The stream of calls that Alba receives about what is going wrong is prompting her to include not only the local statistics on the clerk's office website but also those of other cities, to demonstrate that Las Vegas' claim as America's wedding capital is not just hollow hype.
Still, chapels have rolled out growing menus of vow renewal ceremonies -- Elvis-themed, Egyptian-themed, drive- through for those who want to get it over with, including kids, excluding kids -- to pick up the slack. Some chapels now pull in more than half of their business in renewals.
The vow renewal certificate was conceived as a way to more deeply tap into the 78 percent of visitors who arrive already married.
"Nevada would be perceived as the only place to have a 'real' vow renewal, with a keepsake certificate," Nevada Wedding Association Vice President Joni Moss wrote in a report touting the economic potential.
Although puzzled when the certificates were initially suggested, Alba came to see the benefits.
"It's something different, something to drive people to come," she said. "Just the little bit of talk to this point has already generated a lot of buzz. It has been fun for me to talk about something positive."
She also found that one of her predecessors had issued certificates in the 1980s and 1990s by merely stamping "vow renewal" on a regular marriage license. With improved computer graphics software, Alba thought creating separate certificate would cost little and could sell for about $45 each.
While certificates might have generated a couple of hundred thousand dollars for the county's general fund, she said boosting the industry was even more important.
But most of the chapels disagreed.
"Giving people keepsake certificates is part of what I do as a minister and a chapel," said Emma Mayberry, of the Lilly of the Valley Chapel. "That's something that should stay within the industry."
Others worried that $45 spent on a certificate might mean $45 less for flowers or some other amenity.
David Nye of the A Elvis Chapel, thought that a trip to the courthouse to buy a certificate, even though not legally required, would complicate a vow renewal.

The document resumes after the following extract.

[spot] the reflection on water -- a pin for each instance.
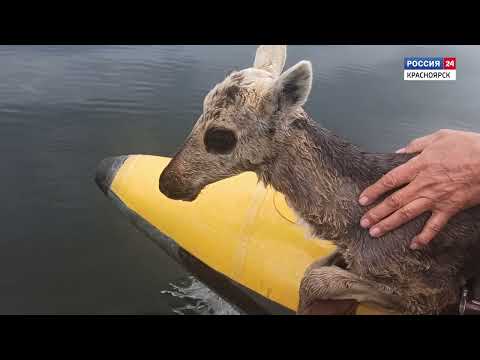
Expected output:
(199, 299)
(64, 247)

"It just too confusing," he said. "It's a difficult industry as it is, and you don't want people coming in any more confused."
Instead, he proposed selling the certificates to the chapels in batches for resale, a compromise that gained some support among skeptics.
But Evarts said the industry has reached a crossroads where it must hunker down or double down.
"The certificates would be doubling down on our future," he said.